The leaders in this trend are a few big multinational companies that are importing their CSR practices from the developed countries into the developing countries, thereby promoting a culture of consumer awareness and pride in community service, and the main motivation behind this is to keep elevated their socially responsible status in Pakistan. This overall concept however, is still far from maturity in Pakistan. The approach to it is still relatively primitive, while the fogged distinction between Philanthropy and CSR is evident in the
choice of CSR initiatives by businesses in Pakistan.

The concept of creating shared value by inculcating CSR into value chain dynamics requires major changes in organizational cultures and value chain arrangements, and this is far from being fully understood or fully applied in businesses, as most of the companies aware of CSR resort to simple CSR or philanthropy instead of complex CSR modeling and its implementations. Furthermore, the presence of laws and effective codes in dictating certain sustainable practices is lacking, resulting in the main drivers behind CSR being only voluntary actions designed to enhance company image. In addition, stakeholder activism is lacking, both on the consumer and supply ends, hence the only push factor behind CSR is the company itself.

This study took dairy product industry as its sample for study in explaining the value chain analysis. The sample was selected because dairy industry is an agro based industry and forms major part of economy and Pakistan stands among a few big milk-producing countries. This industry’s area of work is also spread across villages and on the hand to the cities where its consumers live. Furthermore, dairy product supply chain could be easily traced through all of its steps and procedures and hence effects of CSR could be elaborated.
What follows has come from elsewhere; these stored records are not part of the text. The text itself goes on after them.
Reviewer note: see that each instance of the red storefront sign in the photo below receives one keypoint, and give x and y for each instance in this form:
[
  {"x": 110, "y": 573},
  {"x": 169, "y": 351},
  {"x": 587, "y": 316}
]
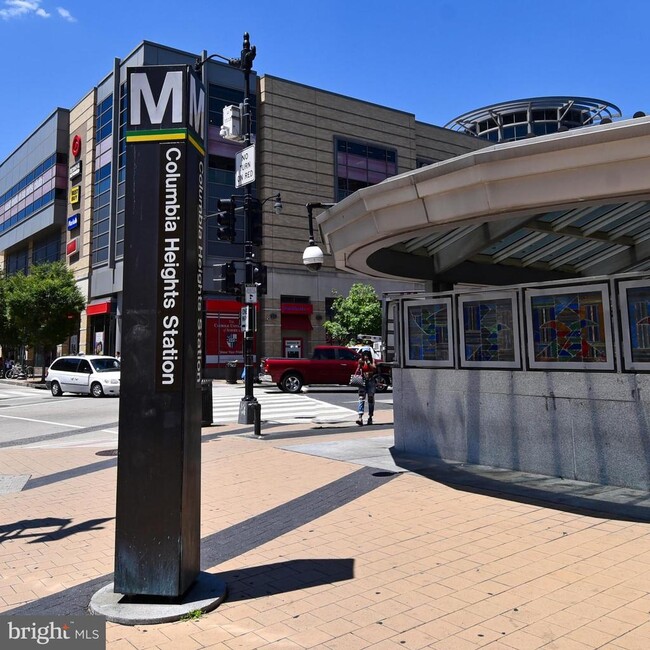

From the starting point, the farmer, to the final point, the individual consumer, the three main parts of supply side, demand side and operational aspect were evaluated on the terms of voluntary and code enforced CSR. The problems and effects of internalization costs in each of these categories and CSR oriented value chain analysis was compared to the costs
of ordinary business operations.

Finally, the study has suggested that in order to achieve a healthier and integrated state of CSR, stakeholders’ activism was an essential prerequisite. On the demand side, consumers need to be educated with regards to product integrity and sustainable practices. Civil society should form pressure groups that can force businesses to abide by laws and regulations set forth by government. The construction of a uniform code nationwide, and its effective implementation can result in major value creation by the businesses towards their supply sides.